(Vatican Radio) It was another lesson in the economic thought of Pope Francis. In an audience with members of the Confederazione Cooperative Italiane (confederation of Italian co-operatives) on Saturday, Pope Francis gave the 7,000 people present five practical suggestions for their mission in the context of the current “throwaway culture.”
First, the Pope said, co-operatives must continue to be “the motor that uplifts and develops the weakest parts of our local communities and civil society.”
The first priority is to establish new co-operatives, while developing existing ones, so as to create new employment opportunities, especially among youth, he said.
Second, the Pope urged the co-op movement to be a “protagonist” in proposing new welfare solutions, particularly in the area of healthcare.
As a third point, he spoke of the economy and its relationship with social justice and human dignity. Speaking of the need to “globalize solidarity,” he urged the confederation to bring co-operatives to the “existential peripheries” and to continue to be “prophetic” by “inventing new forms of co-operation.”
The Pope spoke of “a certain liberalism,” which “believes it is first necessary to produce wealth—and it does not matter how—to then promote some state redistribution policy.”
Others think it is up to a company to “bestow the crumbs of accumulated wealth” to those in need to then, in turn, “absolve themselves” of “their so-called ‘social responsibility’,” the Pope said.
“You run the risk of deluding yourself that you are doing good while, unfortunately, you continue only to do marketing,” without ever escaping the “fatal loop” of egoism, “which has the god of money at the centre,” he said.
Instead, the co-operative creates a “new type of economy” that allows “people to grow in all their potential,” socially and professionally, as well as in responsibility, hope and co-operation, he said. The Pope clarified that while he was not saying income growth is not important, it certainly “is not enough.”
Fourth, he said, the co-operative movement can exercise an important role in sustaining, facilitating and encouraging family life, by insisting on work-life balance, which would “help women to realize fully their own vocation and to put into practice their own talents.”
In this way, he said, women are “free to be always greater protagonists, whether at work or in families.”
Fifth, where few resources exist to start up new projects, the Pope urged the co-op movement to “invest well,” in particular by putting together “good resources to realize good works.” He urged more collaboration among credit unions and co-op businesses and the establishment of resources “for families to live with dignity and serenity.”
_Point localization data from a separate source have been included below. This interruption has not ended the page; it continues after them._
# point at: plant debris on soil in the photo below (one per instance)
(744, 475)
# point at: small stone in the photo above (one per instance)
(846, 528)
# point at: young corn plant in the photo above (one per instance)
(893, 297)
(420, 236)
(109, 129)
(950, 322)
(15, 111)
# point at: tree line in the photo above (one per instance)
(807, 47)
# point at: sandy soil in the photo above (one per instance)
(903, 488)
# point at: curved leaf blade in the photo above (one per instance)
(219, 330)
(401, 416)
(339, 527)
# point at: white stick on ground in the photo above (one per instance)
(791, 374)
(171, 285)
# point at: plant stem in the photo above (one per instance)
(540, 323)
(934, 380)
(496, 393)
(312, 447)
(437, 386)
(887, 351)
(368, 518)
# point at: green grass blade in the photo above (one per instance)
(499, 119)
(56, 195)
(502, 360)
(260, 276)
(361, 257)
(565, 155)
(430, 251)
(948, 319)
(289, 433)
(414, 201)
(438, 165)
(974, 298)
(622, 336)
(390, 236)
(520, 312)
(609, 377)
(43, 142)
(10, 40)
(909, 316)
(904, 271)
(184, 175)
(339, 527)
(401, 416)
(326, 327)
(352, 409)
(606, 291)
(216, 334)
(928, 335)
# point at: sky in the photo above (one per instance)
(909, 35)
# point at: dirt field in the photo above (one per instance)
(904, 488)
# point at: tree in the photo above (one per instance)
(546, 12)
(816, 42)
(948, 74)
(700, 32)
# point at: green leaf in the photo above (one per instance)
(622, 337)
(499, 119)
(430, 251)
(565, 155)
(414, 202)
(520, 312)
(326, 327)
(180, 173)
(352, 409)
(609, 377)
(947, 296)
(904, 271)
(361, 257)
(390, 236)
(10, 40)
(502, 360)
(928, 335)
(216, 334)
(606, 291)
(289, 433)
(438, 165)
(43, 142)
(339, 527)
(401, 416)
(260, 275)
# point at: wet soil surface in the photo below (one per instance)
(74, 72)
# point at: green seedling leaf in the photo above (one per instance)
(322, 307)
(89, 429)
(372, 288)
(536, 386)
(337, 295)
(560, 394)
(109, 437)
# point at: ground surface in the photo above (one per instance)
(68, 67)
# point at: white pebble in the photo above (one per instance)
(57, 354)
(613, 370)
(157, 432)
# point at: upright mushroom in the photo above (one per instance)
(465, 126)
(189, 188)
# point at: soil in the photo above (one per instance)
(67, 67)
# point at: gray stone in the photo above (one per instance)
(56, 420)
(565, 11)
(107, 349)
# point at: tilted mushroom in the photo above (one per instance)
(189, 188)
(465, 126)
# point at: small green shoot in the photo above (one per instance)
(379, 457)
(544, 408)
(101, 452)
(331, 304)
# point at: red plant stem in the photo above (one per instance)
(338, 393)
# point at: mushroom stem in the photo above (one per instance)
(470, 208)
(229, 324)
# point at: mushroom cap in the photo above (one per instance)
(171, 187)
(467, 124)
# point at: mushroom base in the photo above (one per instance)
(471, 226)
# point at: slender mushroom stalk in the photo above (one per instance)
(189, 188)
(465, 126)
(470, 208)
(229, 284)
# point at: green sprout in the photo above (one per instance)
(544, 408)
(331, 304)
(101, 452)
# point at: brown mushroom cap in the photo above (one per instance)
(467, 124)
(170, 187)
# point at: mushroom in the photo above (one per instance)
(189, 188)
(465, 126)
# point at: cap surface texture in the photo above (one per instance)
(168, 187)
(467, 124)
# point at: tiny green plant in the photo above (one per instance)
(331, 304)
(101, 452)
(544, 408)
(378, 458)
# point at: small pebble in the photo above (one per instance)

He also warned against money becoming an idol, citing St Francis of Assisi in calling it “the devil’s dung.”
“When money becomes an idol, it controls man’s choices,” he said. “It makes him a slave.”
He exhorted the co-operative movement to join the global economy to promote both "an economy of honesty" and "a healing economy." He urged them to exercise “the courage and the imagination to build a just path, so as to integrate development, justice and peace in the world.”
He concluded by calling on the members of the Catholic confederation to maintain their Catholic identity and values in their current collaboration with other co-op groups in creating a large national association.
“Live your alliance (with these other groups) as Christians, as a response to your faith and identity, without fear. Faith and identity at the base,” he said.
“And this is also a Christian call to all,” he continued off-the-cuff. “Christian values not only for ourselves. They are to be shared. Share them with those, who do not think as we do but who want the same thing that we want.”
Italy's church-based co-op movement began in the late 19th century, inspired by the encyclical Rerum Novarum, written by Pope Leo XIII.
The Confederazione Cooperative Italiane was first founded in 1919. It was suppressed by the Fascist Regime and re-established in 1945.